Juliette Armagnac et les apprentis auteurs-éditeurs
Entre les mois de novembre 2023 et mars 2024, l’illustratrice et plasticienne Juliette Armagnac s’est rendue régulièrement au lycée agricole Fazanis, à Tonneins, dans le Lot-et-Garonne. Dans le cadre du dispositif Résidences en territoire porté par ALCA, elle a travaillé avec les élèves d’une classe de Première bac professionnel Horticulture-Vente de produits de jardin et d’une filière CAP à la réalisation d’un almanach au titre réjouissant : Assiettes et secrets de jardin. Une œuvre foisonnante, pleine d’astuces, d’humour et de poésie, née d’une aventure collective qui s’est terminée le 3 juin au lycée lors d’une journée de restitution. Nous sommes allés ce jour-là à la rencontre de tous les acteurs du projet…

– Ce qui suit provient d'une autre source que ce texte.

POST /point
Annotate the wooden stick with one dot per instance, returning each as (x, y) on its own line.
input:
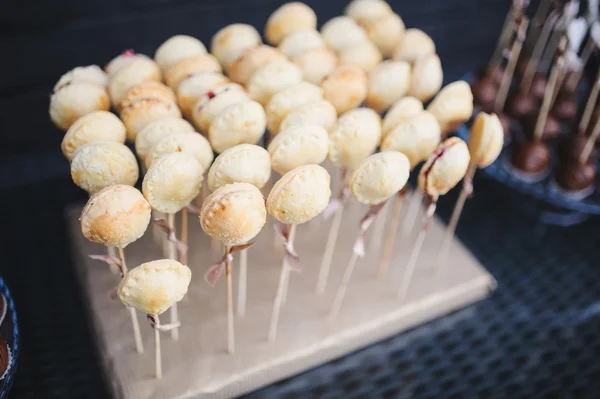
(230, 325)
(467, 188)
(137, 336)
(243, 283)
(172, 254)
(390, 237)
(281, 287)
(414, 256)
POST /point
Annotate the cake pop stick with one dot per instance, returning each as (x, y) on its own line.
(116, 216)
(233, 214)
(153, 288)
(442, 171)
(373, 182)
(485, 144)
(299, 196)
(244, 163)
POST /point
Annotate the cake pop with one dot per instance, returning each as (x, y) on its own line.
(388, 82)
(234, 214)
(95, 126)
(374, 181)
(154, 287)
(288, 19)
(299, 196)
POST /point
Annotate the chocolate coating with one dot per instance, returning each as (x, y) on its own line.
(530, 156)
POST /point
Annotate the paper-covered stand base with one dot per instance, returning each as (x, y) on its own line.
(198, 365)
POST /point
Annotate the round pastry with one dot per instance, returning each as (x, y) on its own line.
(319, 113)
(378, 177)
(415, 43)
(176, 49)
(298, 42)
(388, 82)
(155, 131)
(75, 100)
(131, 75)
(297, 146)
(316, 64)
(115, 216)
(95, 126)
(288, 19)
(452, 106)
(241, 123)
(346, 87)
(213, 102)
(356, 136)
(403, 109)
(189, 66)
(300, 195)
(486, 139)
(189, 142)
(89, 74)
(122, 60)
(386, 33)
(103, 163)
(234, 214)
(244, 163)
(444, 168)
(191, 89)
(154, 287)
(288, 99)
(342, 32)
(230, 42)
(149, 88)
(271, 78)
(416, 137)
(252, 59)
(173, 181)
(364, 55)
(427, 77)
(140, 112)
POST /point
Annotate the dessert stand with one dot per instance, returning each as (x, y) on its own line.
(199, 366)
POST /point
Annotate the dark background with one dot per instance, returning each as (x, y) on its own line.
(40, 40)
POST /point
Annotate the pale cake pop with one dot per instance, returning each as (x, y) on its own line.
(342, 32)
(230, 42)
(288, 19)
(388, 82)
(154, 287)
(271, 78)
(404, 108)
(100, 164)
(414, 44)
(346, 87)
(364, 55)
(299, 196)
(176, 49)
(298, 42)
(140, 112)
(215, 101)
(95, 126)
(191, 89)
(253, 58)
(319, 113)
(189, 66)
(241, 123)
(288, 99)
(189, 142)
(427, 77)
(297, 146)
(452, 106)
(316, 63)
(156, 130)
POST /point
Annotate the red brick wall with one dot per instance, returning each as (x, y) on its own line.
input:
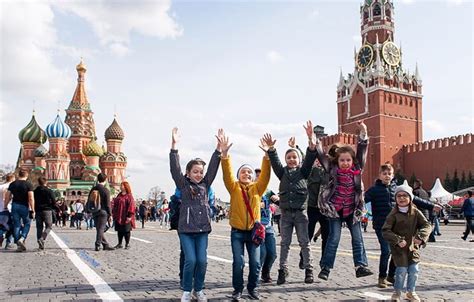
(432, 159)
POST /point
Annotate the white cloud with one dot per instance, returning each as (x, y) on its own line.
(114, 21)
(274, 56)
(27, 67)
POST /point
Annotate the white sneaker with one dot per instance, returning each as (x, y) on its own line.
(200, 296)
(186, 297)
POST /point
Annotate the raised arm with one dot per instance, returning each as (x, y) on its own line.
(268, 145)
(362, 145)
(175, 167)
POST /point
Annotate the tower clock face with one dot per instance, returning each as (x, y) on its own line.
(365, 56)
(391, 53)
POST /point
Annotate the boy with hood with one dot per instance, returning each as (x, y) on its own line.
(407, 230)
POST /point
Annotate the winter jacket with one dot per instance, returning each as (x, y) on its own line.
(325, 201)
(316, 181)
(406, 226)
(239, 217)
(468, 207)
(293, 182)
(382, 199)
(195, 211)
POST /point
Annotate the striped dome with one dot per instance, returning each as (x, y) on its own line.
(93, 149)
(114, 131)
(40, 151)
(58, 129)
(32, 133)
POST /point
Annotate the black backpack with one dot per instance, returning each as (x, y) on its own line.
(93, 204)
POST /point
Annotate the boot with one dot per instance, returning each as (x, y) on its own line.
(282, 274)
(308, 276)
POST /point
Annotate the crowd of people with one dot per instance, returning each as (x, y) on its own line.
(314, 187)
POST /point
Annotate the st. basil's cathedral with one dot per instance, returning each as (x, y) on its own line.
(74, 158)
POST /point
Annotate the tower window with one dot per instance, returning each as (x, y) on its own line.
(377, 10)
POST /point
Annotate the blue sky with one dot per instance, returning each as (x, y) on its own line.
(249, 67)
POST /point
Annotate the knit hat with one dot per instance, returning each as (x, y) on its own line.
(404, 188)
(247, 166)
(294, 150)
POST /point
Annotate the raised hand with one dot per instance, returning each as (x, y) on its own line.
(267, 142)
(174, 137)
(292, 142)
(223, 142)
(362, 128)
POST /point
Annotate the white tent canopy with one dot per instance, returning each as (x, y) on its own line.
(440, 194)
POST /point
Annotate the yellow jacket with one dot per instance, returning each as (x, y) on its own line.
(239, 217)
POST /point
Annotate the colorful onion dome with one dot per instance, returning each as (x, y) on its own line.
(58, 129)
(32, 133)
(114, 131)
(40, 151)
(93, 149)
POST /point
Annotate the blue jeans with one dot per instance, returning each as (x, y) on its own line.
(195, 263)
(268, 252)
(400, 275)
(358, 249)
(384, 254)
(239, 240)
(21, 221)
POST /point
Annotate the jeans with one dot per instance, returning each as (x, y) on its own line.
(384, 254)
(400, 275)
(268, 252)
(46, 218)
(239, 240)
(358, 249)
(21, 221)
(195, 264)
(299, 220)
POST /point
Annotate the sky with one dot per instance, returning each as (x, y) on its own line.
(249, 67)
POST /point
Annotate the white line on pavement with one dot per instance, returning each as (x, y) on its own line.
(377, 296)
(101, 287)
(134, 238)
(222, 259)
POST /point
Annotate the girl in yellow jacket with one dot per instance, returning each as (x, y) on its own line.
(240, 220)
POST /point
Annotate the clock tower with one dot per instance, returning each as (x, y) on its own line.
(380, 91)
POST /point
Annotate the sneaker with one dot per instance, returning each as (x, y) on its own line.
(396, 296)
(390, 279)
(382, 283)
(412, 296)
(324, 274)
(253, 294)
(363, 271)
(236, 295)
(41, 244)
(308, 276)
(282, 275)
(21, 245)
(186, 297)
(200, 296)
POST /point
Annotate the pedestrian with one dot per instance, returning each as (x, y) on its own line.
(468, 211)
(20, 192)
(342, 202)
(8, 227)
(142, 212)
(45, 203)
(293, 193)
(103, 214)
(195, 217)
(245, 197)
(123, 213)
(268, 247)
(407, 230)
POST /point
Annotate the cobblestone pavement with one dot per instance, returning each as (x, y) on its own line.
(149, 270)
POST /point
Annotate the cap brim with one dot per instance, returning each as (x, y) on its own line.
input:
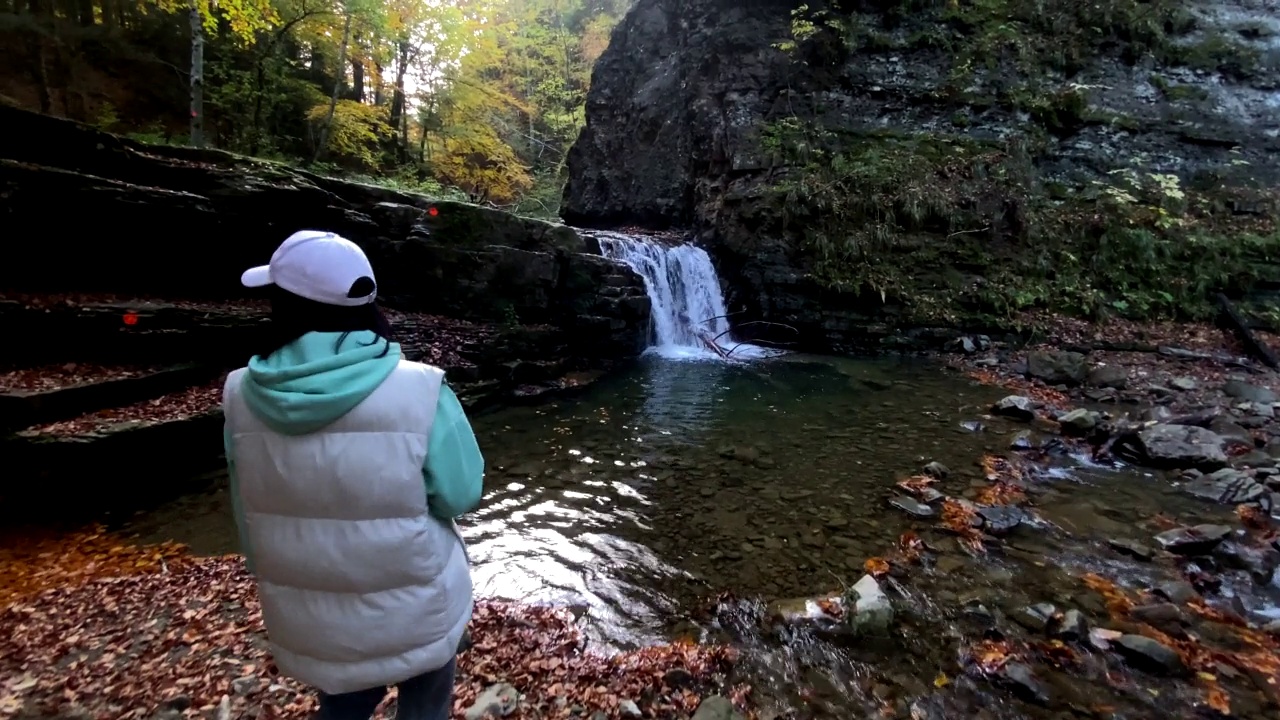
(256, 277)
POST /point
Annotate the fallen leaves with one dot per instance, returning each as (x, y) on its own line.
(961, 519)
(1253, 652)
(181, 405)
(1253, 518)
(917, 484)
(876, 566)
(67, 374)
(990, 656)
(119, 632)
(35, 563)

C’est avec un regard pétillant de fierté que les jeunes du lycée Fazanis ont reçu ce lundi du mois de juin un exemplaire de l’almanach qu’ils ont eux-mêmes réalisé. Plus qu’un simple calendrier, il s’agit d’un véritable objet d’art à la composition complexe. Il est le résultat d’un projet d’éducation artistique et culturelle exigeant et ambitieux pour lequel l’autrice Juliette Armagnac a mis en œuvre plusieurs techniques relevant des arts visuels, plastiques, numériques et appliqués. Il s’agissait de répondre aux attendus de l’équipe enseignante, dont l’idée initiale était, dans le cadre d’un EIE (enseignement à l’initiative de l’établissement), la réalisation d’un almanach du jardinier axé autour du développement durable, et plus particulièrement de l’animation d’une grainothèque. La première préoccupation de l’illustratrice a été d’impliquer les élèves et de "préserver leur engagement tout au long du projet". Pour ce faire, elle a mis en place un processus par étapes : "J’ai apporté ma méthodologie de travail pour arriver à une création collective. Il fallait que les élèves s’approprient le projet et qu’ils décident eux-mêmes à quoi cet almanach devait ressembler. Les premières séances étaient surtout de la discussion à partir d’une documentation rassemblée par Bénédicte [enseignante documentaliste], avec des échanges d’idées. Il fallait se mettre d’accord sur ce qu’on allait faire avant de passer à la réalisation. Dès le début, les élèves ont su poser les bonnes questions : pourquoi le fait-on ? Dans quel but ? Pour qui le fait-on ? Et pour quand ? Ils ont eux-mêmes listé les enjeux, les objectifs et ce qu’ils voulaient mettre ou pas dans cet almanach. Ensuite, nous avons travaillé sur les différentes manières de produire des images : la photo, le photomontage, le dessin sur photo, le dessin au trait, la peinture, etc. Je leur ai présenté différentes techniques qui me semblaient accessibles pour des personnes qui ne savent pas forcément dessiner."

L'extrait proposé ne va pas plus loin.